The implants Larson and the others had been fitted with were good but not the best she’d seen. Any halfway decent CEF interrogator would have found them and known how to handle them. Which meant that either the contractors selected by NDIA were not halfway decent or that something else was going on. And the more she looked at the situation as a whole, from the botched interrogations to the failed raid, the more the possible dimensions of that
something else
grew to disturbing proportions.
“Weren’t going to bring in any of your people, were they?” She offered to the silence.
“Never got that far. The grumbles said SOCOM was gonna try to keep it in-house this go.” Nick wagged the forefinger of his beer-holding hand at the last slice. “Sure you don’t want to split that?”
“Thanks, but you go ahead.”
Nick did and Trin watched as the last of the pizza fulfilled its destiny. “Who was read in on this op?” She asked as the last bite of crust disappeared. “Anyone new?”
He looked at her over his glass. “What’s on your mind, Trin?”
She wiped her mouth again on a napkin, scrubbing at more than just pizza grease, and dropped the crumpled cellucine wad into a trash receptacle. “It’s just that . . . Nick, have you ever known an op to go so wrong?”
“Not above a couple dozen.”
“No, I mean so
precisely
wrong. The plan was timed to the minute, from insertion to extraction. Look at this.” She brought a small envelope out of the breast pocket of her uniform.
Taliaferro’s eyebrows climbed high up the dark-tanned forehead. “You
printed
it?”
She nodded. “My paranoia is rising to a new pitch. Look.” She unsealed the envelope, extracted two folded flimsies and spread one out on top of the pizza box. “This is the timeline, as far as we’ve been able to reconstruct it. The more I look at it, the worse it seems—like they had a precise list of targets and were just waiting for them to show themselves so they could take them out.” She ran her fingers down the list of events, showing the planned and actual timing. “See the tolerances? Now here’s what we think happened.” She overlaid the second sheet on the first. “Note this delay? Another couple of minutes and they almost certainly would have aborted.
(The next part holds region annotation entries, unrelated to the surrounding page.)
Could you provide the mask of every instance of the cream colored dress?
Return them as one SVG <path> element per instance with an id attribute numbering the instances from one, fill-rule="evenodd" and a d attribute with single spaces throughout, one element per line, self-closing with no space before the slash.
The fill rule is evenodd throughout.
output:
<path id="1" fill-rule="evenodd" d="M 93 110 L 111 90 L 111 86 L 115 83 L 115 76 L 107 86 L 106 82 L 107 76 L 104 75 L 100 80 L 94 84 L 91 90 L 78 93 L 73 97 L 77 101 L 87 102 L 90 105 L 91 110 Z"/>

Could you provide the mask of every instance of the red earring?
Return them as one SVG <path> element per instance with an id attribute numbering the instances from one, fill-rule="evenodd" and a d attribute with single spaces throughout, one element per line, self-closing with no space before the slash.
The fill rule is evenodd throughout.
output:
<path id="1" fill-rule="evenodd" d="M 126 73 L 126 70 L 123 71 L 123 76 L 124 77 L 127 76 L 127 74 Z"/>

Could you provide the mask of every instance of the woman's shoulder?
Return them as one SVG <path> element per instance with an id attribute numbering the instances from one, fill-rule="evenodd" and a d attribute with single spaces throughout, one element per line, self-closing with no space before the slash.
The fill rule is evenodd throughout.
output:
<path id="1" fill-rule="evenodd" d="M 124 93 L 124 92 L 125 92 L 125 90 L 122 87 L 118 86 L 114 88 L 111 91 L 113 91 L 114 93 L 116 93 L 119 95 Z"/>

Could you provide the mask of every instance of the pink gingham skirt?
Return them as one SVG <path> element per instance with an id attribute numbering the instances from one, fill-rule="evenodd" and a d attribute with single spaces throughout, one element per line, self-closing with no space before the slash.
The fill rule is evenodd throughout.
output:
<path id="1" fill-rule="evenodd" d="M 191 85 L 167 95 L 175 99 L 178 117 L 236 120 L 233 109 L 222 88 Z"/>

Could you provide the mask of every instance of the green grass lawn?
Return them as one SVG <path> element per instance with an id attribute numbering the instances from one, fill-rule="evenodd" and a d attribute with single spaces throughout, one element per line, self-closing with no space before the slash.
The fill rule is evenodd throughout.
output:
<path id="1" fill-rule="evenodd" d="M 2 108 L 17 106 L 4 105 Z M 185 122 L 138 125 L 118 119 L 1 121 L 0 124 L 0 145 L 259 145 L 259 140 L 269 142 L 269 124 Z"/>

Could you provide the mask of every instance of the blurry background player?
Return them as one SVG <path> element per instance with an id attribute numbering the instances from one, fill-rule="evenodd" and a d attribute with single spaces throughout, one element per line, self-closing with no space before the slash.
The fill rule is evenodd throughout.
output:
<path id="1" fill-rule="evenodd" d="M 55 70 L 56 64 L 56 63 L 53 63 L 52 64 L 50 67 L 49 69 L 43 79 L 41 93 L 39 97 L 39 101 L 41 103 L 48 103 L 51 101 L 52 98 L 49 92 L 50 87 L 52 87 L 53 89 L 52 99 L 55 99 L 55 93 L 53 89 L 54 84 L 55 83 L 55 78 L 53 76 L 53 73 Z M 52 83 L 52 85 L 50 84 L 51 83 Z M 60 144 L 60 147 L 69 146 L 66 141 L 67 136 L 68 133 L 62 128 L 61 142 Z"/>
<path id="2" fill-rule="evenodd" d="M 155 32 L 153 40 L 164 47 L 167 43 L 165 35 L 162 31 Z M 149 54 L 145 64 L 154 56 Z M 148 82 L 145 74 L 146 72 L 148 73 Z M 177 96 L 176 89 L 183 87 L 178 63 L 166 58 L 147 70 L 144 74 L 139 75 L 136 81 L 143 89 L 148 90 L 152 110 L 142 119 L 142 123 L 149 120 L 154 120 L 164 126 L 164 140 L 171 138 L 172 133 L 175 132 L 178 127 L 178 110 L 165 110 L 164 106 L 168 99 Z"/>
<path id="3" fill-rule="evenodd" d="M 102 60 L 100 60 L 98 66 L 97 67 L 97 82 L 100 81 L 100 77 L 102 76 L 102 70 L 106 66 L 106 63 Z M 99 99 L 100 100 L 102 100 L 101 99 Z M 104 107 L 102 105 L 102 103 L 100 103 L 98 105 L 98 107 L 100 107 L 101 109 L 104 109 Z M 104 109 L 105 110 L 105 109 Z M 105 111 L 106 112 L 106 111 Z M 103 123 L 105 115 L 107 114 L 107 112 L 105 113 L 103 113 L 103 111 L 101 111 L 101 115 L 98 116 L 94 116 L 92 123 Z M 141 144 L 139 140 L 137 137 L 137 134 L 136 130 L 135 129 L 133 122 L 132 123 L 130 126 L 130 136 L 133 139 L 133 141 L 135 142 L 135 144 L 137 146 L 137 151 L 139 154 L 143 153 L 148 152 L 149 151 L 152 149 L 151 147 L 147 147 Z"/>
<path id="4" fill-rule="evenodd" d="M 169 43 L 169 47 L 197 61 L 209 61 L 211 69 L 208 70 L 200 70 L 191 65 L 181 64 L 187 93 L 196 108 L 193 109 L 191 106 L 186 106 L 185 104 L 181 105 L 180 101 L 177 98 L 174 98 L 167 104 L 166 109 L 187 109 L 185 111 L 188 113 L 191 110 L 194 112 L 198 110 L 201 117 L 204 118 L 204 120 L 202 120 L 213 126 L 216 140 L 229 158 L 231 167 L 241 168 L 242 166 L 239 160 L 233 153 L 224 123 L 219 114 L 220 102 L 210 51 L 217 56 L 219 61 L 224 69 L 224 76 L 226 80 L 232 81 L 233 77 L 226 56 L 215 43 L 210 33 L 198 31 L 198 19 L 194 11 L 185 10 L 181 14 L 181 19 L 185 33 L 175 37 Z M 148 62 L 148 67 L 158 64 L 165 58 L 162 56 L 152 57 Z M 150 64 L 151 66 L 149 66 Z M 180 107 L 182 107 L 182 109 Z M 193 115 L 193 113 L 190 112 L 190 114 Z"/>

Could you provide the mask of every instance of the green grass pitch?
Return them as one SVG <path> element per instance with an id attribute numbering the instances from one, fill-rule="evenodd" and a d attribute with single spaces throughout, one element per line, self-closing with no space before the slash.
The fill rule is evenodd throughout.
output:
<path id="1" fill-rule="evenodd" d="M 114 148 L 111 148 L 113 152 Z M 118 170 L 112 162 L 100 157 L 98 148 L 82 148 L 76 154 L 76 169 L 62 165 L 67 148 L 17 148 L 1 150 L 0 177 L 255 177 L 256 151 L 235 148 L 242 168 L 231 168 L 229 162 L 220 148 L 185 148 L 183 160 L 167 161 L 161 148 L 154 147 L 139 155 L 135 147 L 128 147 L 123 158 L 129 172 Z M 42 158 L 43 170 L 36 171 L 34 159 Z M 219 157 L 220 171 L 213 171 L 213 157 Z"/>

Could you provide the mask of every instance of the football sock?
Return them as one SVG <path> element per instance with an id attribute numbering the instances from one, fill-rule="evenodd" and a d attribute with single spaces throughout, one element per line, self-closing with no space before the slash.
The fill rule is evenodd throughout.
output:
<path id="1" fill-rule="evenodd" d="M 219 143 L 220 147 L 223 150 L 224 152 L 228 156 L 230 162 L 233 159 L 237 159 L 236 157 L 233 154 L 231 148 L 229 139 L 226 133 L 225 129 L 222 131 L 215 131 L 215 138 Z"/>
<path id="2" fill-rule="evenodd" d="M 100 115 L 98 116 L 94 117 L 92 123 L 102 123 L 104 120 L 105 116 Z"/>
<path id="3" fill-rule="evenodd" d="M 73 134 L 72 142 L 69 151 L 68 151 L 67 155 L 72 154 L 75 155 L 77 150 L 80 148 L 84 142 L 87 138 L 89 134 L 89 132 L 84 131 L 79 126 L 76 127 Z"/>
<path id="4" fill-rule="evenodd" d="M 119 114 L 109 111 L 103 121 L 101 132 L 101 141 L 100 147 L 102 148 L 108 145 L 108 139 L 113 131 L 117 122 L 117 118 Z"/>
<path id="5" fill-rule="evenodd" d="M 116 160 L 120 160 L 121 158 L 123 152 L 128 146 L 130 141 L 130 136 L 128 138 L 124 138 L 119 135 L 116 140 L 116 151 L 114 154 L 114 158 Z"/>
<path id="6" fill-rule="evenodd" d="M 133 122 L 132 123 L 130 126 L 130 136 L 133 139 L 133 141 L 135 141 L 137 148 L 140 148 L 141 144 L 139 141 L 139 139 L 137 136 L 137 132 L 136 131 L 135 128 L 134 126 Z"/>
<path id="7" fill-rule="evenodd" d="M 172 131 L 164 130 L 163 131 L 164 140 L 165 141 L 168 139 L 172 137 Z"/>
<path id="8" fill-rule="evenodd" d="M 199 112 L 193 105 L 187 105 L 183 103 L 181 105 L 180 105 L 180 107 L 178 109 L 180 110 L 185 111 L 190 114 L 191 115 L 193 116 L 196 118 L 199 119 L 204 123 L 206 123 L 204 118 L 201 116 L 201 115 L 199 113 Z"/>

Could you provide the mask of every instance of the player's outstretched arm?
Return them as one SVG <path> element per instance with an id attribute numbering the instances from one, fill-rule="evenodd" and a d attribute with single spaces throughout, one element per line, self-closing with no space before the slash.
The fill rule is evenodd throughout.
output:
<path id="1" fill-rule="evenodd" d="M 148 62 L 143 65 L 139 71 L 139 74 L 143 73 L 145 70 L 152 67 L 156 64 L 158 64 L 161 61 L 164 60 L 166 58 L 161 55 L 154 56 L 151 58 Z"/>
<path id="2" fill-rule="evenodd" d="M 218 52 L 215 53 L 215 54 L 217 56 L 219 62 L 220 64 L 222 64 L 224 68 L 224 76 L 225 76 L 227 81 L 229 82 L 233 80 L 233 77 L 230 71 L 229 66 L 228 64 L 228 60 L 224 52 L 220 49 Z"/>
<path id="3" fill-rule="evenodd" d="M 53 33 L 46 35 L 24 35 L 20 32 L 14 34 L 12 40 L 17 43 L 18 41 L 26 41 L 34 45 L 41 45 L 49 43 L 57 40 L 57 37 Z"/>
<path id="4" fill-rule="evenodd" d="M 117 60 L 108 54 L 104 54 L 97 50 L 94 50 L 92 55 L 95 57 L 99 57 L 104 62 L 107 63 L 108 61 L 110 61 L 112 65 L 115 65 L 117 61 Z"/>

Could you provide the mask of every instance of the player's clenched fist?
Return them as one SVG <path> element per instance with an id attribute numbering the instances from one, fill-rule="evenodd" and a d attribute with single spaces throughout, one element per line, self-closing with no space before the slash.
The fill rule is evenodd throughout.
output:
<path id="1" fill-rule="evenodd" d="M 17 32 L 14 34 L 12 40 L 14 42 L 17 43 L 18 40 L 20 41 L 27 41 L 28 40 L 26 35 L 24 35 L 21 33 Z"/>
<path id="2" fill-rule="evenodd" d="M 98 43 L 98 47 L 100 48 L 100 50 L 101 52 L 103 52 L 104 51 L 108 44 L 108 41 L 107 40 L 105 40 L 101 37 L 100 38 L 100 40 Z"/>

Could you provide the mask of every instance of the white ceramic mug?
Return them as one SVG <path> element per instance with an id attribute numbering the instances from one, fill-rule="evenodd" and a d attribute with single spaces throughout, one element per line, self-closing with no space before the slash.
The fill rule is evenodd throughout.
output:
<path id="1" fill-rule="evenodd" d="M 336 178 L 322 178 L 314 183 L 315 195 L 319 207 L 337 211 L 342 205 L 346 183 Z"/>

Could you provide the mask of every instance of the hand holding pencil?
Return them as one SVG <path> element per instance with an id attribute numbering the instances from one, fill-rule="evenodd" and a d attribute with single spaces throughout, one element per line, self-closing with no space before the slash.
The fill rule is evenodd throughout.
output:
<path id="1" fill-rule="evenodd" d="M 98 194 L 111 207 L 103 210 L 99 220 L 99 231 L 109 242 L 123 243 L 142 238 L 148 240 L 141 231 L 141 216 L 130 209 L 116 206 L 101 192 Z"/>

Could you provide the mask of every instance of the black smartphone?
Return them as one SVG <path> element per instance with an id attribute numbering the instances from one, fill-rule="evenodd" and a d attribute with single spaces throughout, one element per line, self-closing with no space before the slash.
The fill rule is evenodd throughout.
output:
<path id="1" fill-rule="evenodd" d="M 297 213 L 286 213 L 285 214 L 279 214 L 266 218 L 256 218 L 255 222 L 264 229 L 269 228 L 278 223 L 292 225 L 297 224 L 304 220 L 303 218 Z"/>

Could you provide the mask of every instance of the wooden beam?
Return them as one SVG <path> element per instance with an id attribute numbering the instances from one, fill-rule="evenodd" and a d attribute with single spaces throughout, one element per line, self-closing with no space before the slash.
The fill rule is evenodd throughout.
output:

But they were pushed right to the edge, where they’d have the least amount of time to adapt if anything went wrong. Then they walked straight into what must have been a trap.”
She sat back as Nick stared hard at the flimsies, lips moving in silent vexation.
“Now wouldn’t it take some pretty fancy hardware in overwatch to detect the corvette, track the team and cue the sensors? That corvette and the shuttles had some of the best signature suppression we’ve got. If even Halith has hardware
that
good, we’ve missed it badly.”
“But if they were being surveilled from the moment they got in-system, why let it go as far as a firefight? Propaganda value? Doesn’t make much sense—just detaining the corvette would’ve still given them a dandy incident, if that’s what they were looking for.”
That took a few unpleasant moments to digest. “You have a point.”
“And all the indications are that surprise was complete. If they were waiting for them, that means our team couldn’t detect ‘em.”
“Or they
weren’t
waiting for them. Which implies they had their forces staged in the vicinity but not close enough for our team to find them,
and
a good enough idea of the timing so they could warn against the corvette even if they couldn’t track it. But once the shooting started and the shrike went up . . .” Trin folded up the flimsies and stuffed them back in her pocket. “Nick, how conspiratorial are we feeling?”